Books

Private Pages, Public Ethics

Books editor Aditi questions the morality of reading posthumously published work.

Like any teenage girl who read The Bell Jar as a rite of passage, I became fascinated with its author, Sylvia Plath, and the mystery surrounding her life (and death, suicide at age 30). This summer, I sat down to read the 768-page-long series of journal entries titled The Unabridged Journals of Sylvia Plath. This edition is supposedly the most complete version of her journals, offering a direct window into her life.

I told my best friend (an equally, if not more, avid admirer of Plath’s work, demonstrated by her choice to write her 4000-word Extended Essay on Ariel, Plath’s most renowned poetry collection) about starting the book. In her usual contemplative manner, she asked me if I thought reading Plath’s journals was an intrusion into the deceased author’s privacy.

I pondered about it in relation to my own experience. My diary is unequivocally personal – a snapshot of my innermost thoughts spanning fragments of my life, utterly candid, and absolved of restraint. The thought of someone reading my journal, dead or alive, makes me rather queasy. Why shouldn’t the same have applied to Plath?

The deeper I got into Plath’s journals, the more I gained conviction that they were not for millions of strangers to see. They read like butter. Plath’s language, overwhelming and intimate, spanning years without a plot, are pages upon pages of mastery. I often found myself uneasy, disturbed both by her ennui and my fluttering jealousy of her craft. Yet I couldn’t bring myself to stop.

Less than halfway through the book, I arrived at the paradox that underlies any published autobiographical work. To be an authentic, unfiltered version of the author’s thoughts, the journals must be written without any intention of them being published.
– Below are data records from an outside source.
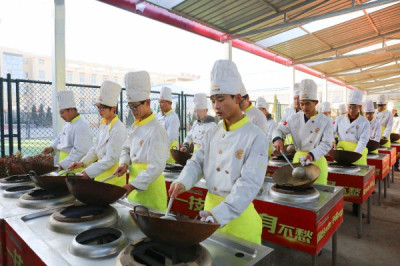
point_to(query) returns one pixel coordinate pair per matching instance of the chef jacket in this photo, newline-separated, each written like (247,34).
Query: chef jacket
(385,118)
(107,148)
(147,143)
(358,131)
(314,136)
(233,163)
(170,121)
(257,117)
(199,130)
(75,139)
(375,130)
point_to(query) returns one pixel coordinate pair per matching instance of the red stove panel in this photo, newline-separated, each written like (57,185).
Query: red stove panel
(381,166)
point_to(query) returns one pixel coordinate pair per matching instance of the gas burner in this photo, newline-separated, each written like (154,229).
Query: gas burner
(279,193)
(275,161)
(74,219)
(41,198)
(345,169)
(98,243)
(16,191)
(15,180)
(147,252)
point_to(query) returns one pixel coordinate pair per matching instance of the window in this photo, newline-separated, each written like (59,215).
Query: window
(41,74)
(69,77)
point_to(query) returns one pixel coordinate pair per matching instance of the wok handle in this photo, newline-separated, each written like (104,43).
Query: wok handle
(143,207)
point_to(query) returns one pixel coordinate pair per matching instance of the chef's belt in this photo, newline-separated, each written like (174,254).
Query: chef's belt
(117,181)
(321,163)
(247,226)
(156,194)
(387,144)
(351,146)
(64,155)
(173,145)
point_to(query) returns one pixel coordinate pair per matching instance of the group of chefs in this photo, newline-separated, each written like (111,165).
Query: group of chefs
(231,156)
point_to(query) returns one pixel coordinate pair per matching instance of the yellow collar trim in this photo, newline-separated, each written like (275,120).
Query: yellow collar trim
(249,108)
(140,122)
(76,119)
(238,124)
(115,119)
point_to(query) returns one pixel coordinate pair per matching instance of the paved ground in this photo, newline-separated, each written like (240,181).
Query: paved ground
(380,244)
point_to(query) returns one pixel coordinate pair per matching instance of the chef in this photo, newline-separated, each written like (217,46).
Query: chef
(353,130)
(200,127)
(255,116)
(102,159)
(375,127)
(169,119)
(385,118)
(326,109)
(312,132)
(233,160)
(146,149)
(263,106)
(75,138)
(342,109)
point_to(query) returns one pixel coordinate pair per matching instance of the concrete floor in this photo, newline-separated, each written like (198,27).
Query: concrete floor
(379,245)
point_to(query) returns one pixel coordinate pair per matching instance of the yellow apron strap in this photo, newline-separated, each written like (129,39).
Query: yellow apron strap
(117,181)
(64,155)
(247,226)
(173,144)
(351,146)
(387,144)
(156,194)
(321,163)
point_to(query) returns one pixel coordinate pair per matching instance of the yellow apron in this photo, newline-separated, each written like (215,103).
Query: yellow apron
(156,194)
(64,155)
(247,226)
(174,144)
(321,163)
(117,181)
(351,146)
(387,144)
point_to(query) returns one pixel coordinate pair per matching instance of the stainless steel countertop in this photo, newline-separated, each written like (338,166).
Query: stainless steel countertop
(52,247)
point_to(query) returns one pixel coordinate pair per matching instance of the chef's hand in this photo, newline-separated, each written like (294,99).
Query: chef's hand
(129,188)
(47,150)
(278,145)
(75,165)
(121,170)
(175,190)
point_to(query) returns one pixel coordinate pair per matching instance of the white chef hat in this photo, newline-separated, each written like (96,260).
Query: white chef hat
(308,90)
(296,89)
(166,94)
(200,101)
(381,99)
(355,97)
(325,107)
(368,107)
(261,102)
(66,100)
(225,78)
(342,108)
(109,93)
(137,86)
Franz Kafka’s last wishes were clear: he wanted his diaries, letters, manuscripts and drawings to be burned. Many were published posthumously. This issue remains relevant today and extends beyond literature. Mac Miller’s unfinished music continues to be released after his death, while Tyler, The Creator stated in his will that he will not allow his incomplete work to be released after he dies.

The simple truth is that we will never know if Plath wanted her journals to be published. This uncertainty is central to the ethical dilemma of reading The Unabridged Journals. Can Plath’s work be rightfully appreciated if reading it feels like an act of voyeurism?

Truth vs misconception

The journals may bring truth to the complexity of Plath’s life. In certain instances, you see the vagaries of Plath’s thoughts; in others, your see her as a product of the society in which she was raised. These entries unravel the ambiguity of her literary ambitions and her ideas of life as a woman, wife, and mother. Though many people confound the mentally ill protagonist Esther Greenwood from her 1963 novel The Bell Jar with Plath herself, the diaries may aid in separating the person from the persona.

Despite this, Plath’s young suicide remains a subject of speculation. The book is missing entries from her final two years, which Ted Hughes, her widower, admitted to destroying under the pretext of protecting their children. The destruction of her journals only deepens the scrutiny and misconceptions surrounding what drove her to a tragic end. This raises critical questions about who controls Plath’s legacy – and now that she is gone, who reaps its benefits?

History or art?

Disregarding the moral argument, some value Plath’s journals purely as a literary masterpiece. I certainly sympathise with that.

However, the issue arises with an incorrect expectation of biographical material (which this text fundamentally is): conflating art with a record of raw thoughts and emotion. Far too many reviews dismiss The Unabridged Journals as boring, complaining about Plath’s navigation of societal expectations or dismissing her as anti-feminist. But the work shouldn’t tarnish Plath’s reputation, and no one should be rebuked for writing down their private thoughts.

So, who has the right to know?

The diaries evidence Plath as a devastatingly complicated individual, as with any human being. They shed light on some of her shades of grey, but certainly only a fraction.

It can be argued that the diaries humanise Plath, giving her depth beyond ‘the writer who stuck her head in an oven’. Yet it is equally dehumanising for her most vulnerable moments to be laid bare without her permission.

Ultimately, I find myself asking who – if anyone – has the right to know? Does the mere fact that a public figure is ‘public’ grant people the right obsess over their private lives?

There is no point in wondering if we will ever really know Plath. The real question is whether our misguided quest for understanding leads to an irrevocable violation of another’s privacy.